Cultura

O caderno de quarentena, de Mario Alex Rosa

Capa do livro Casa, de Mario Alex Rosa

Mais certo que as leituras que fazemos desses dias imersos na tormenta que adoece o planeta, sejam provisórias. Marcadas pela incompletude da falta de um distanciamento capaz de proporcionar menos inexatidão aos olhos que veem e leem, e menos ilusão à sensilidade. Por outro lado, também, é certo que não se deve negligenciar o aprendizado desse tempo. De repente, todos nos vemos, de fato, o aprendiz de que nunca deixamos de ser.

 

O convívio, certamente, seja um núcleo relevante ao fundamento do aprendizado desse momento.

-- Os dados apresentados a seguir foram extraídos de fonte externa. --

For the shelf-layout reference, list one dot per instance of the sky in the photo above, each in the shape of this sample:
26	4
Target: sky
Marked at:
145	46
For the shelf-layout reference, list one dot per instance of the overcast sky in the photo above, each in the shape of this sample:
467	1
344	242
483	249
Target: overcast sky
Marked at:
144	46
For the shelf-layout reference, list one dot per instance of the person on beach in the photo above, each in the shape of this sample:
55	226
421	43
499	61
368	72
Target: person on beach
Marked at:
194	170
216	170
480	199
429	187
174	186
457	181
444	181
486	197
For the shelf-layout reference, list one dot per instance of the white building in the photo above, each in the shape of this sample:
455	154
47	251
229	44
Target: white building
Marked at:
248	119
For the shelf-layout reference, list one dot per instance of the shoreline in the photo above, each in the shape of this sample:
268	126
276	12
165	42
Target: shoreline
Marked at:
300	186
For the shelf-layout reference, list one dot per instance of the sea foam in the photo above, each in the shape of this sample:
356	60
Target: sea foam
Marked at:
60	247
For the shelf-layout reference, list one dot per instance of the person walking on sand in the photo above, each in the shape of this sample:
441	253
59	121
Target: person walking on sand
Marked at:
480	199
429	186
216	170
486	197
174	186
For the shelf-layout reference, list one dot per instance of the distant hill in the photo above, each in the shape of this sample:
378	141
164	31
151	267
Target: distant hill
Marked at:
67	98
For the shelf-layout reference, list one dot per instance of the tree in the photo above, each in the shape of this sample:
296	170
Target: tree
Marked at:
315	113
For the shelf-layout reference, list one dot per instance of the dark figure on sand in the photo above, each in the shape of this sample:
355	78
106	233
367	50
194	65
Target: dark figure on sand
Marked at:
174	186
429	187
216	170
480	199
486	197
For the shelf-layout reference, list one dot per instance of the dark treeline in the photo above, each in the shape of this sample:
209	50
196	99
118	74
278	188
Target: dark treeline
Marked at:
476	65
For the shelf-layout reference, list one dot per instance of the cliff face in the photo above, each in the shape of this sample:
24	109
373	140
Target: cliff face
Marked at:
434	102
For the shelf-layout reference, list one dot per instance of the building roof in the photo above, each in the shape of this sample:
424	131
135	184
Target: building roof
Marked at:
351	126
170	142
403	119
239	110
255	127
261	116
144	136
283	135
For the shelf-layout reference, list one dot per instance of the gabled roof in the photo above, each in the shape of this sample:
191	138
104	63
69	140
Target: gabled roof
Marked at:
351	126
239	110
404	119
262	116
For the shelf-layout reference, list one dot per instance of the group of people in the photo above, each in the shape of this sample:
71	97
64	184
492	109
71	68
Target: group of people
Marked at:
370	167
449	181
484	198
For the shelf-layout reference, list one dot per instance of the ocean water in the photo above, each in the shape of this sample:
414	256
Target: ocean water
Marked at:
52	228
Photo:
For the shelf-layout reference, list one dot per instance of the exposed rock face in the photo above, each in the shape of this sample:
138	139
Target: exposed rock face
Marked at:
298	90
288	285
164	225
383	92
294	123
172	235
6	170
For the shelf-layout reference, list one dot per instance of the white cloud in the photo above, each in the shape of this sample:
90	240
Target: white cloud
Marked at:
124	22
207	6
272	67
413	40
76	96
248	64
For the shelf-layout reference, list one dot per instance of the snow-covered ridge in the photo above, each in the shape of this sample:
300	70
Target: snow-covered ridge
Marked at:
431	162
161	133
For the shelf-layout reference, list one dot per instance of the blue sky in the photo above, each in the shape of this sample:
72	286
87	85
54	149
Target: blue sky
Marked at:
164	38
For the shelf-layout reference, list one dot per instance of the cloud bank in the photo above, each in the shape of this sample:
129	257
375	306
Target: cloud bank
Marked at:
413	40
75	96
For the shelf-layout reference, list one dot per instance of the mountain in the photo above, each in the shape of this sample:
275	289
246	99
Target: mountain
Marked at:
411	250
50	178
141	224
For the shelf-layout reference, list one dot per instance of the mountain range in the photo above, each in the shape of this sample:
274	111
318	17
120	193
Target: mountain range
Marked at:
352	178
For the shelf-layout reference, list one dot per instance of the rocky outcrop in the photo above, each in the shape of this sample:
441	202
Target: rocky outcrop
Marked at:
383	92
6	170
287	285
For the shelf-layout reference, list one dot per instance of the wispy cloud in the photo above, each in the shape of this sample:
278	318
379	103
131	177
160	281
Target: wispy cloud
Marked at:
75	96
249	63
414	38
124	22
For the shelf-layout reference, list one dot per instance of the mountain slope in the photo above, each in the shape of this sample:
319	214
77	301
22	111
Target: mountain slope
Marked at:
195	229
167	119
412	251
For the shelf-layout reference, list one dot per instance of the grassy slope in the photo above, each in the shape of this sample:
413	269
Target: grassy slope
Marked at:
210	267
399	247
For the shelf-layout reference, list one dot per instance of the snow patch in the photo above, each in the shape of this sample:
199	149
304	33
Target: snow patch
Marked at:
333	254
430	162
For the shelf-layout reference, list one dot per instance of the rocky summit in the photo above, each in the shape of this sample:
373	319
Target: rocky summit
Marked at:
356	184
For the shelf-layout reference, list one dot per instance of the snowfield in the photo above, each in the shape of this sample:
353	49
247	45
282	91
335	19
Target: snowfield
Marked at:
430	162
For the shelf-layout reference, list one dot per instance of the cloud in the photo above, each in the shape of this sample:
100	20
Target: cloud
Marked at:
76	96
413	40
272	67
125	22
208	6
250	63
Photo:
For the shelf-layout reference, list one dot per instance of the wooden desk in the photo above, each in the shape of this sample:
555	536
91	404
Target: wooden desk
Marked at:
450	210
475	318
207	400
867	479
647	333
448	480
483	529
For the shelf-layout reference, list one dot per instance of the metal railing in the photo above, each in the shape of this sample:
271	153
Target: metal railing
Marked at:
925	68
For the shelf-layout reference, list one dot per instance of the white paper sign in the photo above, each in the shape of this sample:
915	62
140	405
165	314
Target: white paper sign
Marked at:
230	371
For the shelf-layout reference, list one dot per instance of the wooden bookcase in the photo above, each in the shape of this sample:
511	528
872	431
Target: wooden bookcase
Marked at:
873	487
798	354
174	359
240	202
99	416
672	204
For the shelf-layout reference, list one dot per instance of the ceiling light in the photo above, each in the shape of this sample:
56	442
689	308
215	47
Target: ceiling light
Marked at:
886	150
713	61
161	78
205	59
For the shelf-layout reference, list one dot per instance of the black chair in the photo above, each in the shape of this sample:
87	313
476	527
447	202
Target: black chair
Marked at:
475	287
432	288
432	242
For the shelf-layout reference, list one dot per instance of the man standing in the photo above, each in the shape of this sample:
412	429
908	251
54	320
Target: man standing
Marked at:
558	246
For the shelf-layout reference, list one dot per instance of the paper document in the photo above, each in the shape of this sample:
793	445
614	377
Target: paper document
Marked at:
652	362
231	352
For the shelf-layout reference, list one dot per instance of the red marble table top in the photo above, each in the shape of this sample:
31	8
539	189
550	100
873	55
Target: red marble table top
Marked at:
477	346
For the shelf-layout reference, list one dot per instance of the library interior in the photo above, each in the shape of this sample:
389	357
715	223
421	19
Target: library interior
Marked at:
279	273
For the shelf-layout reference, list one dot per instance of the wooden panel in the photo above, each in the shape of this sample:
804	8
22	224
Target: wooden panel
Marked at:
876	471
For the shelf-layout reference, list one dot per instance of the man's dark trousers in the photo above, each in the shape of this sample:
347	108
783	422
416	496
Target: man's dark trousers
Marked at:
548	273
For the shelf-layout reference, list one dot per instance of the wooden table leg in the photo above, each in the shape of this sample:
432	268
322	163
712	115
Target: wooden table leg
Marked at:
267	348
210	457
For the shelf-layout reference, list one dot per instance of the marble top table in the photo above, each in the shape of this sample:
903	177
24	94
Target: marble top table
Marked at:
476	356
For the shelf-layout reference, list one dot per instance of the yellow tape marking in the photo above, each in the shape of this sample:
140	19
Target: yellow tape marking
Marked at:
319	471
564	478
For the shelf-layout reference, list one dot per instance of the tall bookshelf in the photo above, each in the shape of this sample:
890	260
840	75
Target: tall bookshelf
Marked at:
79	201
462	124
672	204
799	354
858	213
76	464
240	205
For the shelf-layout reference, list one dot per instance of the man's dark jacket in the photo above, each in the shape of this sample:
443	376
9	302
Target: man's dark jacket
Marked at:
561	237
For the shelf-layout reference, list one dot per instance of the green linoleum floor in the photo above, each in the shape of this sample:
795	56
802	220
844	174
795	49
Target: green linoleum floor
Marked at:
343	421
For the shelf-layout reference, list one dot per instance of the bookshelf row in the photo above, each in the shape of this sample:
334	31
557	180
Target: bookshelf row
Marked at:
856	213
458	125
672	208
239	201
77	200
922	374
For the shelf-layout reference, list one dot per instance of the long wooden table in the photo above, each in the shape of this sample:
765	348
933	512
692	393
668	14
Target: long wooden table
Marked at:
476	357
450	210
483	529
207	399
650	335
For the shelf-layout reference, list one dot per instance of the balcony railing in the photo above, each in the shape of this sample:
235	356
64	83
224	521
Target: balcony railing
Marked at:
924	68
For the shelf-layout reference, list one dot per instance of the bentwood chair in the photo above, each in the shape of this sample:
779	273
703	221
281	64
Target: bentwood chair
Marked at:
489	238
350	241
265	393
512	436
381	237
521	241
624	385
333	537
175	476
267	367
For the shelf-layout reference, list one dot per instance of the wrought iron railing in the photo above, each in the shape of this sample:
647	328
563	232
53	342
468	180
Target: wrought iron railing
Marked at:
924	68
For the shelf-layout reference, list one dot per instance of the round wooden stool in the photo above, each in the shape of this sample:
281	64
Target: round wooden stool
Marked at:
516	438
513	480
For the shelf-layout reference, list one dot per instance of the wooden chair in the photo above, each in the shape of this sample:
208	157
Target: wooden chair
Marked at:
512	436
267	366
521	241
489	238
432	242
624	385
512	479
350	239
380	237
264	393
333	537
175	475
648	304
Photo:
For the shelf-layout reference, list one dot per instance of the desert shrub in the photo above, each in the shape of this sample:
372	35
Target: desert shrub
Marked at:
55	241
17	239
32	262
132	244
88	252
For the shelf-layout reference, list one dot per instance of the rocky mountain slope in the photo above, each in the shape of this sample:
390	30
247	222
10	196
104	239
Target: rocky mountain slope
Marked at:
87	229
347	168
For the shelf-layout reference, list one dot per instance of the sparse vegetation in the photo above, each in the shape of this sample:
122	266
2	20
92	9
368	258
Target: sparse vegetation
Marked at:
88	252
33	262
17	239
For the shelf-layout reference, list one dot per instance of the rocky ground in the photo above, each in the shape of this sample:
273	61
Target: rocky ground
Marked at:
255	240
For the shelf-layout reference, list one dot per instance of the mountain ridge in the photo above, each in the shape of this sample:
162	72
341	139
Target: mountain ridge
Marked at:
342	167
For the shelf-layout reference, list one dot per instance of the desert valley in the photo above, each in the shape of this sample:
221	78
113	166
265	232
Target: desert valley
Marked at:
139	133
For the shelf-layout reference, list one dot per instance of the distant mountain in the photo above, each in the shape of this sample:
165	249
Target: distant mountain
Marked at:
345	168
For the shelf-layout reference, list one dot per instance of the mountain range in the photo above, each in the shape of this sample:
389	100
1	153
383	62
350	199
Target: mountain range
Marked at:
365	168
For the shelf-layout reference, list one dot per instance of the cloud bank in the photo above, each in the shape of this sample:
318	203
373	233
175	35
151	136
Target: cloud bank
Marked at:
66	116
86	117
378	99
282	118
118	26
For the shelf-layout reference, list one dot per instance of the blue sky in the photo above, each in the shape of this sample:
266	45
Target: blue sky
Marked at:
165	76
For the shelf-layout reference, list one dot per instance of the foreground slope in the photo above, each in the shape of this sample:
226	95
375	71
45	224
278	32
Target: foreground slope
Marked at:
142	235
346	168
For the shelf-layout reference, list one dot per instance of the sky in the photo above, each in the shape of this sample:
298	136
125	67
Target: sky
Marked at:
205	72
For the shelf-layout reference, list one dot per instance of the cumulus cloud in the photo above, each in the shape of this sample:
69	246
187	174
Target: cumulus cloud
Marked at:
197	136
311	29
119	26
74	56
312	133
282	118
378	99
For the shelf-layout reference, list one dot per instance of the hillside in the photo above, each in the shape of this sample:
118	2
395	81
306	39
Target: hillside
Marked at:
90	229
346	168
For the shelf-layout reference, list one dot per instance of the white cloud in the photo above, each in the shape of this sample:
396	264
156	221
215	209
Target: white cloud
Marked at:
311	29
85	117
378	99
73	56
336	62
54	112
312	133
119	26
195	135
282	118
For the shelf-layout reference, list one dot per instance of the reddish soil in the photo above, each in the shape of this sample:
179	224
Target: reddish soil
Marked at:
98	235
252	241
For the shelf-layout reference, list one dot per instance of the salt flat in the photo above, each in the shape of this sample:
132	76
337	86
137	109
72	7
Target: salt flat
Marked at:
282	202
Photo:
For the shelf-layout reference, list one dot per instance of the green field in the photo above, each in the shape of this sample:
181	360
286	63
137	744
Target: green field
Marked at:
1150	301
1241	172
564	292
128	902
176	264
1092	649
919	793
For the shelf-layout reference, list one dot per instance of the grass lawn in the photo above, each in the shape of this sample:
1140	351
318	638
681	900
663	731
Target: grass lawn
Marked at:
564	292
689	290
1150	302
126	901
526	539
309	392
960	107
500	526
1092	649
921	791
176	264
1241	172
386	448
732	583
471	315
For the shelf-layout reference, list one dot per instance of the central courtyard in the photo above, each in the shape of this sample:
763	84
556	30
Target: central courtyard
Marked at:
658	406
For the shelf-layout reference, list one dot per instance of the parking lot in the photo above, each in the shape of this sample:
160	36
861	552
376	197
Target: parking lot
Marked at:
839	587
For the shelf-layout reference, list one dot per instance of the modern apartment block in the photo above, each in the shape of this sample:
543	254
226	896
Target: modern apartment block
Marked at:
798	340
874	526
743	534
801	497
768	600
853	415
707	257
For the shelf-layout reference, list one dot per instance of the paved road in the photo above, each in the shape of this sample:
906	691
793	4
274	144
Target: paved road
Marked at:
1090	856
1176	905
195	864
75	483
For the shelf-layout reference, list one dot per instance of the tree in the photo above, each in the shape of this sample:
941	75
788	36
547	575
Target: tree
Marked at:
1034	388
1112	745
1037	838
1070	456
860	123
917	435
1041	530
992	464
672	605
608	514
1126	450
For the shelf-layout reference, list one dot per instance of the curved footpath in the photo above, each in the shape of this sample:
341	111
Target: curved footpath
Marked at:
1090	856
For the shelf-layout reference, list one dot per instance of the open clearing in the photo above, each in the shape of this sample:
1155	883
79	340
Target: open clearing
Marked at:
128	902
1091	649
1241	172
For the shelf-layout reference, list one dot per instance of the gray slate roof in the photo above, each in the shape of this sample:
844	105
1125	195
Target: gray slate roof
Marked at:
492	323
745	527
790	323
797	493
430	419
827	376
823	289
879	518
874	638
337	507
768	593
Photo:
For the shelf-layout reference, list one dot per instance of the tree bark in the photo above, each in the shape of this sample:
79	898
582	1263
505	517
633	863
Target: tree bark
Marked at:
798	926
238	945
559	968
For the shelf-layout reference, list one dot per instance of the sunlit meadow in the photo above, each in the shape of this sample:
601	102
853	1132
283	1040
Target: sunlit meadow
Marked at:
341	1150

Em muitos casos, não sem algum sofrimento, por vezes, diário, temos que aprender, reaprender a convivência com o nosso próprio “eu”. A rotina cega em nós o que somos para nós mesmos e para o outro. A rua, a cidade, o trabalho, as viagens, enfim, as fugas adiam e frustram essa visão necessária de que precisamos ter de nós mesmos. E, depois, de nós inseridos no mundo, de nós em relação com esse mundo que, não apenas nos circunda, mas que nos inscreve, talvez, possa-se pensar que nos incorpora a ele, tornando-nos parte dele. E aí pensamos e incluimos as pessoas, a natureza, a cidade, o planeta.

 

Dentre tantos desses movimentos de retorno a nós, o retorno à casa, apesar da ideia meramente consumista do “confinamento” ou da obsessão, manifesta, explicitamente, nesse período, embora não seja nada estranho ao afã contemporêneo, pela assepsia da morte. Da tentativa de afastamento de tudo e toda contaminação que pode levar à morte, ou, minimante, à ideia da morte.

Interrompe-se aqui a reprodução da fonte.